Fitness always seems a lot easier than it really is. We have all tested our endurance by finishing a dynamic fitness program with a short board and we have found them difficult. Especially with the sideboard, which can be extremely difficult. It is easy to make a mistake and lean forward or fall back.
The boards – and all their variations – are commonly referred to as basic exercises, but there are other muscle groups that work while performing them.

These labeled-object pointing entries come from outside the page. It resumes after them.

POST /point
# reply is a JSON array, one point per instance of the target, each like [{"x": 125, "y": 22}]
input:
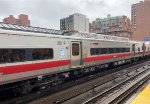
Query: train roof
[{"x": 29, "y": 30}]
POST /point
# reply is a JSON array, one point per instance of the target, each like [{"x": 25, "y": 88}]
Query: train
[{"x": 31, "y": 56}]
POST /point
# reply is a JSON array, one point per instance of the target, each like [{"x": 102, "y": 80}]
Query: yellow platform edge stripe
[{"x": 143, "y": 97}]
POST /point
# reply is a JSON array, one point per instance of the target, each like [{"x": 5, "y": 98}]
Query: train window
[
  {"x": 103, "y": 50},
  {"x": 12, "y": 55},
  {"x": 75, "y": 49},
  {"x": 111, "y": 50},
  {"x": 127, "y": 49},
  {"x": 95, "y": 51},
  {"x": 42, "y": 54},
  {"x": 133, "y": 47},
  {"x": 117, "y": 50},
  {"x": 138, "y": 49}
]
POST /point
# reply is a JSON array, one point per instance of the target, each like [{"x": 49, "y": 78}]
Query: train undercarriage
[{"x": 49, "y": 81}]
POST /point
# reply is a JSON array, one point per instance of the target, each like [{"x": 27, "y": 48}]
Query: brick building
[
  {"x": 22, "y": 20},
  {"x": 76, "y": 21},
  {"x": 118, "y": 26},
  {"x": 140, "y": 17}
]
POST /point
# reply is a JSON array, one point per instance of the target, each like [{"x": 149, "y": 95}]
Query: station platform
[{"x": 143, "y": 97}]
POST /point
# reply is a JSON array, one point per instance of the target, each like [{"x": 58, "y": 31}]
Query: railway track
[
  {"x": 119, "y": 93},
  {"x": 69, "y": 93}
]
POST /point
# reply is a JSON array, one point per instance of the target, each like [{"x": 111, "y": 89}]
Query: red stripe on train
[
  {"x": 105, "y": 57},
  {"x": 31, "y": 67}
]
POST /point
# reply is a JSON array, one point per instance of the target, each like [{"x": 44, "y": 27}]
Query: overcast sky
[{"x": 47, "y": 13}]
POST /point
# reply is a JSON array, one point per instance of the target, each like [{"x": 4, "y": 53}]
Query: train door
[{"x": 76, "y": 55}]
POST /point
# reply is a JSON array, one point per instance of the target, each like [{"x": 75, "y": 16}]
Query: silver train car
[{"x": 31, "y": 56}]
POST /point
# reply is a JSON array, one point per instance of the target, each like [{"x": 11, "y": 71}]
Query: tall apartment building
[
  {"x": 140, "y": 17},
  {"x": 22, "y": 20},
  {"x": 118, "y": 26},
  {"x": 75, "y": 22}
]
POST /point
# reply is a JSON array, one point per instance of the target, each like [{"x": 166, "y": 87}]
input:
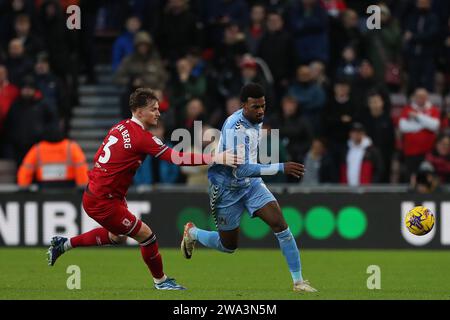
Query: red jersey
[
  {"x": 420, "y": 142},
  {"x": 122, "y": 152}
]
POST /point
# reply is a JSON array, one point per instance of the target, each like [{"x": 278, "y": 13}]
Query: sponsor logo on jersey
[
  {"x": 126, "y": 222},
  {"x": 157, "y": 141}
]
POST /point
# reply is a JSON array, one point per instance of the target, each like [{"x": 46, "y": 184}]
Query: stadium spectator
[
  {"x": 380, "y": 129},
  {"x": 348, "y": 66},
  {"x": 419, "y": 124},
  {"x": 361, "y": 161},
  {"x": 445, "y": 56},
  {"x": 425, "y": 181},
  {"x": 439, "y": 158},
  {"x": 8, "y": 14},
  {"x": 308, "y": 23},
  {"x": 148, "y": 12},
  {"x": 8, "y": 93},
  {"x": 17, "y": 63},
  {"x": 384, "y": 49},
  {"x": 55, "y": 162},
  {"x": 144, "y": 66},
  {"x": 57, "y": 38},
  {"x": 255, "y": 30},
  {"x": 230, "y": 49},
  {"x": 365, "y": 83},
  {"x": 184, "y": 86},
  {"x": 250, "y": 71},
  {"x": 193, "y": 111},
  {"x": 51, "y": 87},
  {"x": 32, "y": 43},
  {"x": 344, "y": 32},
  {"x": 276, "y": 48},
  {"x": 420, "y": 46},
  {"x": 319, "y": 165},
  {"x": 266, "y": 150},
  {"x": 334, "y": 7},
  {"x": 27, "y": 119},
  {"x": 124, "y": 44},
  {"x": 295, "y": 131},
  {"x": 198, "y": 176},
  {"x": 338, "y": 117},
  {"x": 178, "y": 30},
  {"x": 309, "y": 95},
  {"x": 218, "y": 14},
  {"x": 153, "y": 170},
  {"x": 318, "y": 74},
  {"x": 219, "y": 115}
]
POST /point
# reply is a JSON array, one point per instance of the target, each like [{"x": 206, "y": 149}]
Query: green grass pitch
[{"x": 119, "y": 273}]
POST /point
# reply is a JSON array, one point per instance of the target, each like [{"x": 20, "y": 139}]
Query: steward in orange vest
[{"x": 54, "y": 162}]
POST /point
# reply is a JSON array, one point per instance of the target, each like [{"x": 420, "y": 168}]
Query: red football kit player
[{"x": 115, "y": 163}]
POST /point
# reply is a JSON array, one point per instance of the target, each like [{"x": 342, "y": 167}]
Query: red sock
[
  {"x": 95, "y": 237},
  {"x": 151, "y": 256}
]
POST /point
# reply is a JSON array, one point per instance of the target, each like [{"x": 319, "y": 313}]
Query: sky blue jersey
[{"x": 242, "y": 136}]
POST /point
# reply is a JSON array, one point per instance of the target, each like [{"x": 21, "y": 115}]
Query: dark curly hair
[{"x": 141, "y": 97}]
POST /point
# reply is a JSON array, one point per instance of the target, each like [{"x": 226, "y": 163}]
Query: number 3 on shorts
[{"x": 105, "y": 158}]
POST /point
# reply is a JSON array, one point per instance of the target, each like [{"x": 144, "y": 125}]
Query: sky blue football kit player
[{"x": 234, "y": 190}]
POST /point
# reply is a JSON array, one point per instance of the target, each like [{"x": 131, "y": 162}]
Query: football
[{"x": 419, "y": 221}]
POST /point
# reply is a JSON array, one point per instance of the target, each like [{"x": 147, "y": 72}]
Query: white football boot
[{"x": 303, "y": 286}]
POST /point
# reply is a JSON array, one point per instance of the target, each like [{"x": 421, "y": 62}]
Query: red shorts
[{"x": 112, "y": 214}]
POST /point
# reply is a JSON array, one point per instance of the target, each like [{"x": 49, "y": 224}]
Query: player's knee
[
  {"x": 117, "y": 239},
  {"x": 279, "y": 226},
  {"x": 144, "y": 233},
  {"x": 228, "y": 247}
]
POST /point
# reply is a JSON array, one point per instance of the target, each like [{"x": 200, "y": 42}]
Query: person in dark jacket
[
  {"x": 124, "y": 44},
  {"x": 32, "y": 43},
  {"x": 17, "y": 63},
  {"x": 365, "y": 83},
  {"x": 308, "y": 22},
  {"x": 27, "y": 119},
  {"x": 178, "y": 30},
  {"x": 439, "y": 158},
  {"x": 380, "y": 129},
  {"x": 295, "y": 131},
  {"x": 420, "y": 45},
  {"x": 338, "y": 116},
  {"x": 276, "y": 48},
  {"x": 319, "y": 165},
  {"x": 57, "y": 37},
  {"x": 361, "y": 162},
  {"x": 52, "y": 88}
]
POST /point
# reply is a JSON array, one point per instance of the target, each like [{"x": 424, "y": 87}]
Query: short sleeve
[{"x": 152, "y": 145}]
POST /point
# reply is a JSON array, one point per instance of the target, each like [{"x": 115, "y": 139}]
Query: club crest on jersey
[
  {"x": 126, "y": 222},
  {"x": 158, "y": 142}
]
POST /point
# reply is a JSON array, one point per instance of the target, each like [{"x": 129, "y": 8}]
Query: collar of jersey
[
  {"x": 135, "y": 120},
  {"x": 251, "y": 125}
]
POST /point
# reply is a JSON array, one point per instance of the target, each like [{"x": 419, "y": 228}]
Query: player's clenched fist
[
  {"x": 294, "y": 169},
  {"x": 228, "y": 158}
]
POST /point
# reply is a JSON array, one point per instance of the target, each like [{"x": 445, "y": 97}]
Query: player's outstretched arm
[
  {"x": 257, "y": 170},
  {"x": 227, "y": 158}
]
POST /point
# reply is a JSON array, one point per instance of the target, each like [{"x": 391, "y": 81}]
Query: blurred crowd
[{"x": 355, "y": 105}]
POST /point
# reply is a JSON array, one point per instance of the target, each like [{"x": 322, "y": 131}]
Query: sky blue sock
[
  {"x": 209, "y": 239},
  {"x": 291, "y": 253}
]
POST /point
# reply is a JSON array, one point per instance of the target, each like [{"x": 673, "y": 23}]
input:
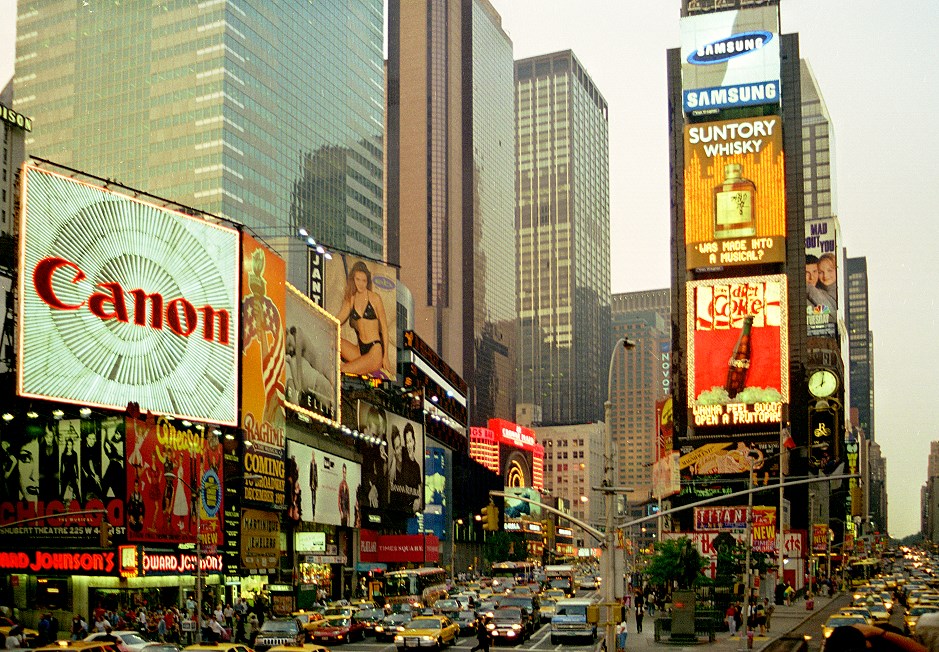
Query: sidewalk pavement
[{"x": 784, "y": 620}]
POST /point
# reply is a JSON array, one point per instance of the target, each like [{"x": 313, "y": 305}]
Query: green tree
[
  {"x": 675, "y": 562},
  {"x": 503, "y": 546}
]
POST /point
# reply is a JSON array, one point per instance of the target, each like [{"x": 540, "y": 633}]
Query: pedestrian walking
[
  {"x": 482, "y": 637},
  {"x": 768, "y": 608},
  {"x": 621, "y": 636}
]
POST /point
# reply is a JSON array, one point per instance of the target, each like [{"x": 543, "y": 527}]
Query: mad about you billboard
[
  {"x": 123, "y": 301},
  {"x": 738, "y": 347}
]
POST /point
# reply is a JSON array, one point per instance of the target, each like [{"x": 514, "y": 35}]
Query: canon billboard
[{"x": 123, "y": 301}]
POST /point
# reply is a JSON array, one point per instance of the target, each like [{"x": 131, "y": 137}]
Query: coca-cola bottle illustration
[{"x": 739, "y": 365}]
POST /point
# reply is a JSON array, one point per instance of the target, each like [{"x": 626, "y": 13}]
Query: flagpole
[{"x": 780, "y": 522}]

Add sideboards to your routine and you will find that they help improve your coordination and balance, thanks to the way these muscle groups work together to keep you in that position.
According to trainer Andy Stern, this exercise is also great for strengthening the side of your abdominal wall. “Building these muscles will play an important role in supporting the waist and overall strength of the core,” he tells Bustle. “This, in turn, will help your daily posture and movement in general.”

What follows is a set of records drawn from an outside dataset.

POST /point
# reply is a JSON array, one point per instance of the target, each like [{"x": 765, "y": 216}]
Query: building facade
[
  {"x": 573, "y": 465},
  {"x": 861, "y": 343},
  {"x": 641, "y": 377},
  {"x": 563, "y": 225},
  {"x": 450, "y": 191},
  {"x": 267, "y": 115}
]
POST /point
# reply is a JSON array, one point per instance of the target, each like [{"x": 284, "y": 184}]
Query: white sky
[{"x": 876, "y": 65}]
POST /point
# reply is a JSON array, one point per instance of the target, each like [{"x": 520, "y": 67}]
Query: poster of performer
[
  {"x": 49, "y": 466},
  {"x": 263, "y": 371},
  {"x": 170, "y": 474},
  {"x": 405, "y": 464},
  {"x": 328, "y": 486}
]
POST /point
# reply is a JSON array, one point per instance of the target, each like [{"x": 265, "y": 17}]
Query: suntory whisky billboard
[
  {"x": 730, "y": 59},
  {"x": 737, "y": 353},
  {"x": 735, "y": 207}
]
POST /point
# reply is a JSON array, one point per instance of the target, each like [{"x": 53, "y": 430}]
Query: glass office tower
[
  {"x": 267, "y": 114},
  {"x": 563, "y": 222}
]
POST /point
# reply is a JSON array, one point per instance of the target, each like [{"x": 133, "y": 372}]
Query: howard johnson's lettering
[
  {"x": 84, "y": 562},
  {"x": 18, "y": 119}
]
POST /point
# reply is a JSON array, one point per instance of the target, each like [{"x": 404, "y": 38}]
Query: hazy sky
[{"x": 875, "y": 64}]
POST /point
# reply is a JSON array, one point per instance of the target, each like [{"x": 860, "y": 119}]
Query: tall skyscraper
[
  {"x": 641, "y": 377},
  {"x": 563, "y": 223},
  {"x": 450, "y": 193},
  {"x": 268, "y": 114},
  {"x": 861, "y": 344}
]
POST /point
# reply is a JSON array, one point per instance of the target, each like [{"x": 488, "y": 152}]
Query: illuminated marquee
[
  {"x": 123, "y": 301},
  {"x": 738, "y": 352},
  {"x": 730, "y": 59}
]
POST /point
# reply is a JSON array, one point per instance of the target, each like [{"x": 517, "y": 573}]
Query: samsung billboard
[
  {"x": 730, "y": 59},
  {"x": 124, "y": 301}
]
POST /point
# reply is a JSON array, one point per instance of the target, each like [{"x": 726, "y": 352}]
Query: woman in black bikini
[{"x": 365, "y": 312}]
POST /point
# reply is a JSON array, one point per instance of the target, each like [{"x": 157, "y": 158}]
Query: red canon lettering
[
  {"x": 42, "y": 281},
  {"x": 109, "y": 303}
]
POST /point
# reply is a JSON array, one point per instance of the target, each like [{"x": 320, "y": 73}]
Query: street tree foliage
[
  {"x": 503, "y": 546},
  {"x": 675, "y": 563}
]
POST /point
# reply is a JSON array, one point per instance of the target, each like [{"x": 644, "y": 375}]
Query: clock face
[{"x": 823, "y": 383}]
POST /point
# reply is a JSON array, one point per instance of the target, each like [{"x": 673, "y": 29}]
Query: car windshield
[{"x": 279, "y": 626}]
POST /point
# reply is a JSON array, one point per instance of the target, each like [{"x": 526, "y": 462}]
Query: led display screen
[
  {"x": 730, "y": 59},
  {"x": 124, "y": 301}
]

How to make a sideboard properly, in order to make the most of the movement? Club Pilates instructor Tanya Rockovich shares her tips for perfecting your workout:
– Start by lying on your side.
– Support your hand by putting your elbow under your shoulders.
– Stretch your legs so that your body forms a straight line.

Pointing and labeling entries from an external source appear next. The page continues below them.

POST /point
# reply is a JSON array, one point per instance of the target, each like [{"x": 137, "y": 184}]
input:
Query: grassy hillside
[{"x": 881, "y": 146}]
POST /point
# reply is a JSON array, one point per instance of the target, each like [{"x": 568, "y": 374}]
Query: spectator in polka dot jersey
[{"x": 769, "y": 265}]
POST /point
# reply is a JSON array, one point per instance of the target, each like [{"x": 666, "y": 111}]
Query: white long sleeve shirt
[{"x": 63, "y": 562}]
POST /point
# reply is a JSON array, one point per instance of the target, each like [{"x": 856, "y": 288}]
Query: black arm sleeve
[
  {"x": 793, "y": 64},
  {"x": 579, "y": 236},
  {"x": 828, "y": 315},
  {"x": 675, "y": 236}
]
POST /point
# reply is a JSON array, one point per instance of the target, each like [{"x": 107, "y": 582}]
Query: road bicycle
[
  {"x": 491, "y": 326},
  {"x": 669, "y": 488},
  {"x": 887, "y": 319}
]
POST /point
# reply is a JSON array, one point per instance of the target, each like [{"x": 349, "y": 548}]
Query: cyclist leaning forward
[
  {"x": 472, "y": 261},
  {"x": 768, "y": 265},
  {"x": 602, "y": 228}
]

– Take a breath and squeeze your hand to get up.
– Your weight will be on your forearm and lower leg.
– Push the side of your body to lift your hips.
– Tighten your torso and buttocks to stay firm.
– Stay for 30 seconds. Keep breathing rhythmically.
– Slowly lower your back and repeat on the other side.
If 30 seconds is not possible, start by doing the exercise for 15, 10 or even 5 seconds at the beginning. You can also change the position of the sideboard by dropping your “lower” foot on the ground. “Either bend it so that your shin and ankle rest on the floor like a tripod, or rest it on your foot, behind your calf,” says Stern.
This will remove some pressure from your hands and core. As you get used to it, you can make the exercise more difficult by increasing the time you stay. “You can also challenge yourself by lifting your ‘upper’ leg in the air while holding it parallel to your ‘lower’ leg,” says Stern.